I've touched on this topic before, but as the years have gone by the number of people trying to profit from instructionals has really watered down a lot of technique shown online. As a passionate practitioner of BJJ, I have seen hundreds of technique videos ranging from phone quality to high production dvd's and techniques that range from "this should never been shown ever" to some of the most outstanding techniques I wish I had thought of.  The issue is I find that many well known practitioners gain some notoriety in the sport and then produce a DVD of stuff that mostly is fluff or is not how they actually perform certain techniques.  A lot of garbage is put on DVD's and sold for ridiculous prices, these big name practitioners are preying on people new to the sport and basically swindling them of quality instruction.  Now I don't blame them entirely, if I was a high level competitor, I wouldn't share my "goto" techniques in a DVD either, the last thing I would want is for my future opponents to know exactly what I do.
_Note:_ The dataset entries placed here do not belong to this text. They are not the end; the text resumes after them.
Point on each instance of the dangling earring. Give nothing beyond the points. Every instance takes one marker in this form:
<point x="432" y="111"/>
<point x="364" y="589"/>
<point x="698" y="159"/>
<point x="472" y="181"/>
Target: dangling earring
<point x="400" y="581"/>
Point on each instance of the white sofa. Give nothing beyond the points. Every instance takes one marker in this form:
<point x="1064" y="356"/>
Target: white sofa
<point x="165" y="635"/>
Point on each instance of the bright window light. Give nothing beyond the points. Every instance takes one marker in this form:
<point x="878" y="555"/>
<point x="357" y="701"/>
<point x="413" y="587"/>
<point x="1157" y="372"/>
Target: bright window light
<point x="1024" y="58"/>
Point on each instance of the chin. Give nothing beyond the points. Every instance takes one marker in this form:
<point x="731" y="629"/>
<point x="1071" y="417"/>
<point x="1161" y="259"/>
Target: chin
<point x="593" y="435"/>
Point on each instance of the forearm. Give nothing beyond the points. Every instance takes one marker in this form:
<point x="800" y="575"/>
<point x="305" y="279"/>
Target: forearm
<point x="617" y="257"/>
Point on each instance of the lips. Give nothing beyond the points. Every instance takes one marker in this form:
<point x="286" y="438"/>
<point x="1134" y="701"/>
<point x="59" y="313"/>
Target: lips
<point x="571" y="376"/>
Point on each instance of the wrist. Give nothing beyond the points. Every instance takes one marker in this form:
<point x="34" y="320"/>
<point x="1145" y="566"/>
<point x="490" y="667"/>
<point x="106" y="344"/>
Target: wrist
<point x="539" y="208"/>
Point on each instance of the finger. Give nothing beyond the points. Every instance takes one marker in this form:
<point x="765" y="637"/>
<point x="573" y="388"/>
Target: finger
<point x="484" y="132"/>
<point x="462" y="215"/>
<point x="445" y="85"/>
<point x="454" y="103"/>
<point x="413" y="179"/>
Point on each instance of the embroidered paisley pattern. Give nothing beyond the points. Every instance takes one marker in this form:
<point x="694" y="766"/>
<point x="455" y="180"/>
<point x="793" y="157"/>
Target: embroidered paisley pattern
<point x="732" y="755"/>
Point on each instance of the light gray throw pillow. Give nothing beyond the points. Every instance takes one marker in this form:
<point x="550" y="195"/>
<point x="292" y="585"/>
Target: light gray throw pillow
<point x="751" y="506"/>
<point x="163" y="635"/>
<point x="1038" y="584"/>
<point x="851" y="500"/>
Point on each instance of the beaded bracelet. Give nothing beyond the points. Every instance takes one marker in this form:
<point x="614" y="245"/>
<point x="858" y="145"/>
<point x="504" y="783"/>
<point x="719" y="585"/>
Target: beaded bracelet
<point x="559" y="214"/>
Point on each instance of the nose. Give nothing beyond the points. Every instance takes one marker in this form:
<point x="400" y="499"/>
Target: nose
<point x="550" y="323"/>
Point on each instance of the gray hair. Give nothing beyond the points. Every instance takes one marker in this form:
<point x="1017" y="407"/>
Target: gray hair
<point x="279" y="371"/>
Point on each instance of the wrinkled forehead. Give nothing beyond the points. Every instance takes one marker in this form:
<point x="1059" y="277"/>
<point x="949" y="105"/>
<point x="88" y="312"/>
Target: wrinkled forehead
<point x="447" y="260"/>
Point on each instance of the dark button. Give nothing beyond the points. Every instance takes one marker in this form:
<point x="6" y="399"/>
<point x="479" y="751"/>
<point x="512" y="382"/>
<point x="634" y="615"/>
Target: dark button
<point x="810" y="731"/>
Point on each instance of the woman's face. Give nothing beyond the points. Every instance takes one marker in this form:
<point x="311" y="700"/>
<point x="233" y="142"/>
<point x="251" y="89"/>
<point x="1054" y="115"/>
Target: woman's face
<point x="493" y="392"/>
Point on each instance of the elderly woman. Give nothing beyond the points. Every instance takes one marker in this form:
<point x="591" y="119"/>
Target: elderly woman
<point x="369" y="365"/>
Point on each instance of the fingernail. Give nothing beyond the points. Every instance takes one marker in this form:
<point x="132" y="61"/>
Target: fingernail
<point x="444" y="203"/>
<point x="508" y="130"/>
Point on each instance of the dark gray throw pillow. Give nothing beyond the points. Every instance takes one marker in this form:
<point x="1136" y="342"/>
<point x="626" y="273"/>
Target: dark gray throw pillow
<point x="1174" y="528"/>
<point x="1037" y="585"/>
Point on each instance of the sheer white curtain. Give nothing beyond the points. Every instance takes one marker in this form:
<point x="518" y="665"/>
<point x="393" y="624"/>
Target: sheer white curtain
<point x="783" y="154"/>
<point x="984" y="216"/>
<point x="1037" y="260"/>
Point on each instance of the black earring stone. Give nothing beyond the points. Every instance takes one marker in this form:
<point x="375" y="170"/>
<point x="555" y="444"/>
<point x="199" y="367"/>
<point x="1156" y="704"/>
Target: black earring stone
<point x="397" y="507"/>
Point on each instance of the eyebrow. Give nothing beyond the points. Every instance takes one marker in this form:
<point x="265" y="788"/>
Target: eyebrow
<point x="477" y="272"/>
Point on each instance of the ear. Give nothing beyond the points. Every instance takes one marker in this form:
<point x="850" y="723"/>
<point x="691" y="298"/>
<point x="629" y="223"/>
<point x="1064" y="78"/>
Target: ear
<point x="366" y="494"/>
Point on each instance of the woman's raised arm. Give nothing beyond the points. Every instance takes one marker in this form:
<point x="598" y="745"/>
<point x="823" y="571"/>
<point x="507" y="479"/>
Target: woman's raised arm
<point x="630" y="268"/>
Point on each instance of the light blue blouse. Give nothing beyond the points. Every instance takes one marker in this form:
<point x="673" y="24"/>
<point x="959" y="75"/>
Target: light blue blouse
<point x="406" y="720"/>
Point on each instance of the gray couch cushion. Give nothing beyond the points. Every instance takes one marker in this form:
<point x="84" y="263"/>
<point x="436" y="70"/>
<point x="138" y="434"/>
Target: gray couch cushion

Not everything out there is garbage, but the fact of the matter is that most of it is garbage.  Here is a video of Vitor Shaolin showing a technique that probably won't work from a position that is not even real:


Then there's shoddy camera work and poor instruction on a solid technique from somebody I've never heard of, however this video is far superior to Shaolin's:


Then here's a video of Ari Bolden, who supposedly legitimately started training at some point, but clearly had a tremendous lack of knowledge of the basics in all of his technique videos.  Here's an armbar that may work on a soft white belt his first day:


This next video is a good one! I came across this video a few weeks ago and have used this technique several times with a lot of success.  BJJ black belt Kris Kim shares this "fly paper choke":


Not everything online is terrible, but I find that the majority of it is.  It's frustrating as an instructor when I have white and blue belt students wanting me to teach some technique they saw on YouTube that is 100% worthless.  I try to tell my students to stay away from instructional videos and to watch competition footage.  I watch everything, I have brought in techniques I've learned online before, but typically I have to sift through 50 garbage videos before I even find 1 that teaches proper technique.